Le ministre de la Défense israélien avait alors déclaré que « l’espace informatique permet d’attaquer n’importe quelle autre nation dans une action offensive, d’obtenir une victoire sans laisser d’empreintes, même s’il y a des suspicions. »

Si le cyber-espace permet d’attaquer, il faut alors apprendre à se défendre.

Ces dernières années, Israël a connu une augmentation fulgurante dans le domaine de création de start-ups. Certaines d’entre elles se sont spécialisées dans la cyber-criminalité.

Ainsi bon nombre d’entrepreneurs qui se lancent dans ce projet, sont des hommes de terrain qui ont fait carrière dans l’unité 8200 de l’armée israélienne rapporte les Échos.

Il s’agit d’une unité de renseignement spécialisée dans le décryptage de code et dans la recherche d’informations via les réseaux de télécommunications.

En bref, cette unité est la version israélienne de la NASA américaine.

Les Échos ont recueilli le témoignage de Nadav Zafrir.

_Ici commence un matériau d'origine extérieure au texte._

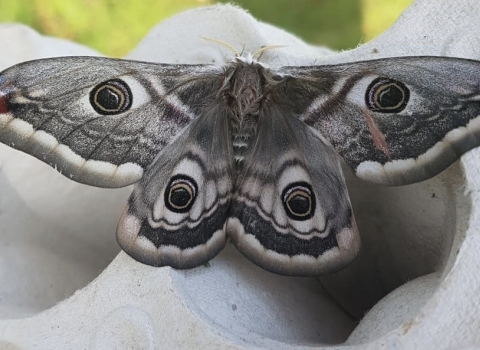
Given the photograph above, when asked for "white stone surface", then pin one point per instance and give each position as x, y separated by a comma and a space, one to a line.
57, 236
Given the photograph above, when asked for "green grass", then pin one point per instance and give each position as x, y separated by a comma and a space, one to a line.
114, 27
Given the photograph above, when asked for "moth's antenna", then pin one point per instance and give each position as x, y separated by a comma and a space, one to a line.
261, 50
223, 43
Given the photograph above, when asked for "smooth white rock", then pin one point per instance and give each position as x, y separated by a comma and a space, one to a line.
56, 235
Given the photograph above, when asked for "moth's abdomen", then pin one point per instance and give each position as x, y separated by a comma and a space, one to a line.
244, 93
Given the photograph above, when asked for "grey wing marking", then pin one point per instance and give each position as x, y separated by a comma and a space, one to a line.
437, 123
46, 110
176, 214
291, 212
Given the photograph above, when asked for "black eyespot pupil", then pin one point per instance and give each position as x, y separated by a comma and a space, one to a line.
111, 97
387, 96
108, 99
299, 204
180, 193
299, 201
180, 197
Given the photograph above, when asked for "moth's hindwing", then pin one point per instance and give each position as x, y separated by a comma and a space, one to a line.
177, 213
98, 121
291, 213
394, 121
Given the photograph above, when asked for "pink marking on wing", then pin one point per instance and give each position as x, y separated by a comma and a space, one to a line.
377, 137
3, 104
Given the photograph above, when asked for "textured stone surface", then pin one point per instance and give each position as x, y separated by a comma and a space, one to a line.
56, 235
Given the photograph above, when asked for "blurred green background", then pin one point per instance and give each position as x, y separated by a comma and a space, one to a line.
114, 27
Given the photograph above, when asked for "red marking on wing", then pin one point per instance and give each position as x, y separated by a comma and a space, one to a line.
3, 104
377, 137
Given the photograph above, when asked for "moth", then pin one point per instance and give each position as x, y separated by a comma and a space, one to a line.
242, 151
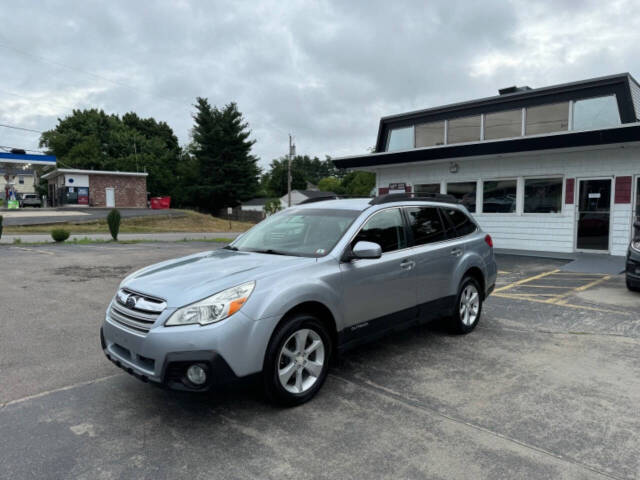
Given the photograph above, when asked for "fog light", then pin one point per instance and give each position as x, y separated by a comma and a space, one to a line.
197, 375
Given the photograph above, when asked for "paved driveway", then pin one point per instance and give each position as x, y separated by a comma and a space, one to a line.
545, 387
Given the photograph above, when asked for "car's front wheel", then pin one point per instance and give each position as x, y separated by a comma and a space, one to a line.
297, 360
468, 306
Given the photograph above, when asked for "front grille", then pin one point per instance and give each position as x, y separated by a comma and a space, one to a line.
136, 311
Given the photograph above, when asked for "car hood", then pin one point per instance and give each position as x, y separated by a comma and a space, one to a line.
185, 280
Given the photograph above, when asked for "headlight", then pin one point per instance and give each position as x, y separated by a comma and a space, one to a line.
213, 309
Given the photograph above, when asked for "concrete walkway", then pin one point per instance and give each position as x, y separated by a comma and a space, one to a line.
154, 237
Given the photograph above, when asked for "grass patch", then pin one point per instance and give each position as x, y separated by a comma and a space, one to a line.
192, 222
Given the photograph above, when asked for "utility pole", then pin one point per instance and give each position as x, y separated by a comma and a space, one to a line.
292, 152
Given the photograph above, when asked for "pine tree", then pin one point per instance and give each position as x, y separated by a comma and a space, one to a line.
228, 173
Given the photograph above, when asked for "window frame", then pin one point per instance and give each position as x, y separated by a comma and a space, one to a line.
502, 179
542, 177
446, 185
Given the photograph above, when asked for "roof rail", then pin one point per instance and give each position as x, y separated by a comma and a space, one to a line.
403, 197
318, 199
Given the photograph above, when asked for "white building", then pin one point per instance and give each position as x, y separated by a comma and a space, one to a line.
553, 169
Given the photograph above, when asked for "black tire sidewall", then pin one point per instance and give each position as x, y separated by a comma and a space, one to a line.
274, 390
458, 325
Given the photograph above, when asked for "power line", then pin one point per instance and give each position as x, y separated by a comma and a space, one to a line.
19, 128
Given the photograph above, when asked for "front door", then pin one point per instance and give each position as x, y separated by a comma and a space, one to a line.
111, 197
379, 293
594, 214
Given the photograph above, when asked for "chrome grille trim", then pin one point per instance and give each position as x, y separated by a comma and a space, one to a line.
139, 317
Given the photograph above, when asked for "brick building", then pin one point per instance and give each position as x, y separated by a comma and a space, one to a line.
552, 169
97, 188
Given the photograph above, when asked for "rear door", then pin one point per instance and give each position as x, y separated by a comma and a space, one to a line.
380, 293
437, 253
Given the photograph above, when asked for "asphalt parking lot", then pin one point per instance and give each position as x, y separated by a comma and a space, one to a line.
547, 386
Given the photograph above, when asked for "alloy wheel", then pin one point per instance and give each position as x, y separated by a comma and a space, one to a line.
301, 361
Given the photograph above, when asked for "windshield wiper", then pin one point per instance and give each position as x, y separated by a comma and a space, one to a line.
269, 251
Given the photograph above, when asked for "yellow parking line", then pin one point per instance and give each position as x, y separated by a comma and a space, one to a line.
525, 280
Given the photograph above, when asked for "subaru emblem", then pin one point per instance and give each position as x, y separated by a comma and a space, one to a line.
131, 301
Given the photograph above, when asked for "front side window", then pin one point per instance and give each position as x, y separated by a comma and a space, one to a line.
549, 118
459, 224
300, 232
465, 192
430, 134
507, 124
542, 195
499, 196
400, 139
464, 129
426, 225
386, 228
592, 113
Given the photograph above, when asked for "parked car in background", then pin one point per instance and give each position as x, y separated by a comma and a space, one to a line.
632, 271
308, 282
30, 200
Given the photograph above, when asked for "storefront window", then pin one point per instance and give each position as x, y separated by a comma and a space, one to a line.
506, 124
465, 192
400, 139
430, 134
427, 188
592, 113
499, 196
465, 129
543, 195
549, 118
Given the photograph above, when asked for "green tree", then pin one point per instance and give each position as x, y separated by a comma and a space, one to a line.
228, 173
331, 184
92, 139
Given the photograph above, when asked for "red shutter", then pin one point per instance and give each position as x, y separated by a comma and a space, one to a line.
569, 191
623, 190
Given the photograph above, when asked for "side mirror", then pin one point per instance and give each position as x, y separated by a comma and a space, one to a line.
368, 250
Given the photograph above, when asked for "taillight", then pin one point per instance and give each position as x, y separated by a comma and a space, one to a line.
488, 240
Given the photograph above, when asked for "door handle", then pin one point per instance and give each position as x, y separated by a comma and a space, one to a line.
407, 264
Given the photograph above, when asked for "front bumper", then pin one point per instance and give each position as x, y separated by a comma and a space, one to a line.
230, 349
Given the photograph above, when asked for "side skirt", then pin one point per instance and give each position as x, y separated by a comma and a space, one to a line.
376, 328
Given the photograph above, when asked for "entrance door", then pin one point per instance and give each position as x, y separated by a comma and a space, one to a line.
111, 197
594, 214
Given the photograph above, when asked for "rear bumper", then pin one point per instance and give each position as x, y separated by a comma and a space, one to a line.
172, 373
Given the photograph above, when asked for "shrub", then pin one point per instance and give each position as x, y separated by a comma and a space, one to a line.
113, 219
59, 234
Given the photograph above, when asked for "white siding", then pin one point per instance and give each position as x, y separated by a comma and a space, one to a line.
537, 232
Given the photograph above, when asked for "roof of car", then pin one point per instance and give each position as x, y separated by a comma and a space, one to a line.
364, 203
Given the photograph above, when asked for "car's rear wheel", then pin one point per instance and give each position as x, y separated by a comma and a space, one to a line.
297, 360
468, 307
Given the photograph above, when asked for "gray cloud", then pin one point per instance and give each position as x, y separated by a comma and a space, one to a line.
324, 71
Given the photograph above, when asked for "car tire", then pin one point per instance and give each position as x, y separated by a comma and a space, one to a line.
297, 360
468, 306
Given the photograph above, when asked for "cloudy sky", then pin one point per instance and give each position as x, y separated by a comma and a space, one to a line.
324, 71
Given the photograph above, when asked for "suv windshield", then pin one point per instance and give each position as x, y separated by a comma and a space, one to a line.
301, 232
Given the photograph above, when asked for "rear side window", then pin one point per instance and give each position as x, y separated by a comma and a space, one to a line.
426, 225
386, 228
460, 224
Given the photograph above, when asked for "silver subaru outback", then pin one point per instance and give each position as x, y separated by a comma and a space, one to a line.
288, 295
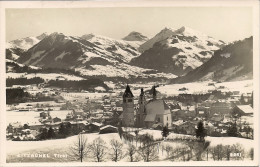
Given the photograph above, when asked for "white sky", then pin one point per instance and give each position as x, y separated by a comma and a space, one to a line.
224, 23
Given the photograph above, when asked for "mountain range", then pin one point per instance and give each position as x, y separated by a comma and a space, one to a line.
169, 54
232, 62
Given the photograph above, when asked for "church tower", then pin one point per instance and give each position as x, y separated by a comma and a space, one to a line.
128, 108
141, 113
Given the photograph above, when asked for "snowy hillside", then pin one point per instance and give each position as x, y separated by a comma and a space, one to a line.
25, 43
91, 55
15, 48
176, 51
135, 36
232, 62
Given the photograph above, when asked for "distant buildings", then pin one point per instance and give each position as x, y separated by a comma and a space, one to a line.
148, 113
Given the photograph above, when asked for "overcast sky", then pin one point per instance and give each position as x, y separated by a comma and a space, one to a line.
224, 23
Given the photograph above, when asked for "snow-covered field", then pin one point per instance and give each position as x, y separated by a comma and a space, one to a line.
245, 86
52, 76
49, 146
32, 117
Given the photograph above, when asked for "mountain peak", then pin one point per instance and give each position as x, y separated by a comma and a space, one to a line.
43, 35
135, 36
88, 36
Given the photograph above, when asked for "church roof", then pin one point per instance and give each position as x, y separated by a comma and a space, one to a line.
157, 106
128, 92
150, 117
166, 107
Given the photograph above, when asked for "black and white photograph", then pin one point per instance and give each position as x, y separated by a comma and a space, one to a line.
130, 84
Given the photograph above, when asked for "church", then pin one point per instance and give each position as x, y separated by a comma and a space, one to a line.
148, 112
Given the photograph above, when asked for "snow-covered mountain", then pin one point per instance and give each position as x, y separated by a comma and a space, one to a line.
17, 47
135, 36
25, 43
91, 55
232, 62
176, 51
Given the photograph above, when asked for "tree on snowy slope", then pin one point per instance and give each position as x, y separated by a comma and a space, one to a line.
131, 150
98, 147
79, 150
149, 149
116, 150
165, 132
200, 131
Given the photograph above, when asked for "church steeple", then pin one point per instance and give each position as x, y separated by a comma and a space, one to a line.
128, 108
128, 93
154, 92
140, 115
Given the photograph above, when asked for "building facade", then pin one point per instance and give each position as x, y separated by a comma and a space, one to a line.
128, 108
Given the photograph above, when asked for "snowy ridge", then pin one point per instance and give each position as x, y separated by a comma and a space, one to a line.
25, 43
135, 36
185, 49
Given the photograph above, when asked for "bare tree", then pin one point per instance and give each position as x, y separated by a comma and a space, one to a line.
251, 153
79, 149
228, 150
131, 150
168, 149
116, 148
98, 147
218, 152
238, 148
148, 151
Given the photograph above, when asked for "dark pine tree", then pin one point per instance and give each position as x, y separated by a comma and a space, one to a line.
242, 99
200, 131
165, 132
51, 133
62, 130
44, 134
232, 130
26, 126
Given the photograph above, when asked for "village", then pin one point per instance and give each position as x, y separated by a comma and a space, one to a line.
71, 113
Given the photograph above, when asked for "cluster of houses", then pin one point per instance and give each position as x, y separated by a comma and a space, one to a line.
154, 113
217, 114
17, 131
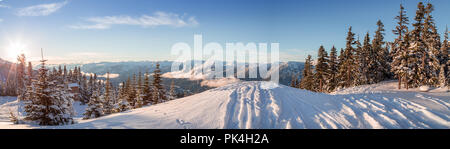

Ce dernier s’est lancé dans la cyber-sécurité après avoir servi 25 ans dans les rangs de l’armée israélienne, il a été l’un des chefs de l’unité 8200.

Nadav Zafrir, a ainsi créé une entreprese hybride. TEAM8 est « entre l’incubateur, l’investisseur et le centre de recherches, » explique-t-il.

TEAM8 se définit ainsi : « notre mission est d’initier et de créer sur le long terme, des compagnies innovantes (dans le domaine de la cyber-sécurité) qui peuvent réellement accroître la sécurité dans le monde, et assister les entreprises à s’adapter aux challenges les plus ardus. »

La première réussite de cette start-up a été l’élaboration d’une technologie permettant de tromper un pirate qui s’introduit illégalement dans un système informatique.

L’initiative de Nadav Zafrir est loin d’être isolée. Selon Les Échos, 230 entreprises israéliennes seraient aujourd’hui spécialisées dans le domaine de la cyber-sécurité et plus largement dans le domaine de la cyber-criminalité.